The theme of the conference was Diversity: Exchanging Ways of Being. Mobile devices are of course a technology that is opening up increasing diversity in educational approaches, content, and settings. In my keynote, I argued that, in order to help our students gain the most from learning experiences with mobile devices, and at the same time to prepare them for their future lives in a mobile, digitally mediated world, we need to support the development of their mobile literacy. In one way, it’s a newly emerging literacy. But in another way, as a macroliteracy composed of existing literacies – like information literacy, multimodal literacy, network literacy, and code literacy – it is not as new as it seems. It is, however, crucial to ensure that there is a level of critical awareness embedded in students’ mobile literacy, so that they learn to ask critical questions about about our mobile devices and their political, economic, social, health and environmental implications.

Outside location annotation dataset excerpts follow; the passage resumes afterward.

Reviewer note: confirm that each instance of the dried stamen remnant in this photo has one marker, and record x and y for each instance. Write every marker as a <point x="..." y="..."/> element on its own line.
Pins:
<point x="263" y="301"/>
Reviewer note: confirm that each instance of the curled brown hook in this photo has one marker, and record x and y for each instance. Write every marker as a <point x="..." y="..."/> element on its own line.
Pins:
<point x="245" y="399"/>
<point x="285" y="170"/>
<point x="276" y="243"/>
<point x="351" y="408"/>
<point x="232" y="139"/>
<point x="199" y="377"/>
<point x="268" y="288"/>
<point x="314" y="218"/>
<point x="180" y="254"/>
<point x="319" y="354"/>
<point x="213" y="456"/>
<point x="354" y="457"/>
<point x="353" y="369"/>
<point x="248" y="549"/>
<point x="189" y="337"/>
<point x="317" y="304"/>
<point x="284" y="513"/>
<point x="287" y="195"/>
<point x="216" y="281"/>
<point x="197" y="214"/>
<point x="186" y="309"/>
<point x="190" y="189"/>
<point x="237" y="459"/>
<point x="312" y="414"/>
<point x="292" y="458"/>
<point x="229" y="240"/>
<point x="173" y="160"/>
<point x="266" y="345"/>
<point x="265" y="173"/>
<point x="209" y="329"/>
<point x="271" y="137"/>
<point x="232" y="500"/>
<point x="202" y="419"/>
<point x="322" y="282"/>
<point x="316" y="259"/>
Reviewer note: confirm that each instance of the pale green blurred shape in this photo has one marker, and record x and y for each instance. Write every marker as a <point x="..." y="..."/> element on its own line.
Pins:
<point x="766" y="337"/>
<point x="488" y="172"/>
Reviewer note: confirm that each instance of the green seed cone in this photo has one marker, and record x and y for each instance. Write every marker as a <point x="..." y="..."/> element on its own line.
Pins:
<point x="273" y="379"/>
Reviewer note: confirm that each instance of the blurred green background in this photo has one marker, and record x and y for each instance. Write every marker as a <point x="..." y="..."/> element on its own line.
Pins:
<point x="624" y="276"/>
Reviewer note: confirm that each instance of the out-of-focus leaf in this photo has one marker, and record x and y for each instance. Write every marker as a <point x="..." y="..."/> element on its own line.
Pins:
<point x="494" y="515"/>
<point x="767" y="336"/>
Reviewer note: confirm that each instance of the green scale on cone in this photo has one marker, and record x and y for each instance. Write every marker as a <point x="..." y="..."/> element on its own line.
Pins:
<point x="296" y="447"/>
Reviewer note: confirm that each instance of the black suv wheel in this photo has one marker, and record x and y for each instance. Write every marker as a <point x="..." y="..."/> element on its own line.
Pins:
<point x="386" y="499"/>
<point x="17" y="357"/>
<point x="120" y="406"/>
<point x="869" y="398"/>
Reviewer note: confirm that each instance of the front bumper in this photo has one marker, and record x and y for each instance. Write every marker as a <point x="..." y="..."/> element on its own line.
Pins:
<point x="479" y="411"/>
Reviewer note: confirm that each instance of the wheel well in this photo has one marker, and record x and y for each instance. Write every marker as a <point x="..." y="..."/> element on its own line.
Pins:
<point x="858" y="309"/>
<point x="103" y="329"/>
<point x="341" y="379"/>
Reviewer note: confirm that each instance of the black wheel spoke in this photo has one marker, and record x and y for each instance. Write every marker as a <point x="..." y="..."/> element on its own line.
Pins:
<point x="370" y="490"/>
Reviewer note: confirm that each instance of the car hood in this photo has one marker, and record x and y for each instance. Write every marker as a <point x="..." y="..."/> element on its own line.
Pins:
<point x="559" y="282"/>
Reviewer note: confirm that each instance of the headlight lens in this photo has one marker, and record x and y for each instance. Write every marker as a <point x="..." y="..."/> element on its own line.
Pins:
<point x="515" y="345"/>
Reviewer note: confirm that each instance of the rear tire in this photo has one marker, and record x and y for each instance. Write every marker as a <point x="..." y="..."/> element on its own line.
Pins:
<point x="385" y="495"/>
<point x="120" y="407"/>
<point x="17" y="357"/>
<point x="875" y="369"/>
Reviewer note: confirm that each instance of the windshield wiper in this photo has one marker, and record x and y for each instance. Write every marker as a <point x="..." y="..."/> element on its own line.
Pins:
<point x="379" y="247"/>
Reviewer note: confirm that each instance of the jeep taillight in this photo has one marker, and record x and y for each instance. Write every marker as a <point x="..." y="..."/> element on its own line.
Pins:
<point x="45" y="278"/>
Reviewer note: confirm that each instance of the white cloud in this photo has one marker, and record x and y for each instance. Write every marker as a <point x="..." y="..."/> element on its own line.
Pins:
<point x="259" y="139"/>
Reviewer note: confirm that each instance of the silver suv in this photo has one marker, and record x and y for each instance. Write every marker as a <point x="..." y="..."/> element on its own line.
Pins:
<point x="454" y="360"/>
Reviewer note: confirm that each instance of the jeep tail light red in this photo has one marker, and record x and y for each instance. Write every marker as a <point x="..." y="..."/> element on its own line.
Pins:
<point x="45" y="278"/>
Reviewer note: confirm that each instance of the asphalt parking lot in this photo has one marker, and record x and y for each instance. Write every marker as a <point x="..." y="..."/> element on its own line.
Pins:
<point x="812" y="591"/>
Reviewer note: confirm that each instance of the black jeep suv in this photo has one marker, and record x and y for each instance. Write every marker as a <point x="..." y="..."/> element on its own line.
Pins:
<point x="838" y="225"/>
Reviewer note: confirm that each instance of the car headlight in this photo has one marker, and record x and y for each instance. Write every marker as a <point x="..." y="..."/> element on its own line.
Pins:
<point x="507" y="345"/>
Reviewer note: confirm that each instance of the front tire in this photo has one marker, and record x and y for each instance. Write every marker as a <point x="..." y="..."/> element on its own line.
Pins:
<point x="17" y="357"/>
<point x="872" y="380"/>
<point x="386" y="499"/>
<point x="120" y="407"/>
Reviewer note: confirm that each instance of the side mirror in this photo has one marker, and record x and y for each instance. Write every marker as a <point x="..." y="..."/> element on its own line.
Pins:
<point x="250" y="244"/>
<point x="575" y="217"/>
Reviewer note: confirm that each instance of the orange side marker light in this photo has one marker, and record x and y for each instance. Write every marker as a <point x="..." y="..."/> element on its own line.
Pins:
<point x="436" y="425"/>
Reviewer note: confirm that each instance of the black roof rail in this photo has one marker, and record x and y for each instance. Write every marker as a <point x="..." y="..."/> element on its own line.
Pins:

One of the disadvantages of attending a conference in your hometown is that, unfortunately, other commitments and obligations continue, so I was only able to participate in the conference for a couple of hours. That was enough, though, to have some interesting conversations with delegates, who were clearly inspired by the whole conference. It was great to see such a successful event taking place in Australia’s most isolated capital city.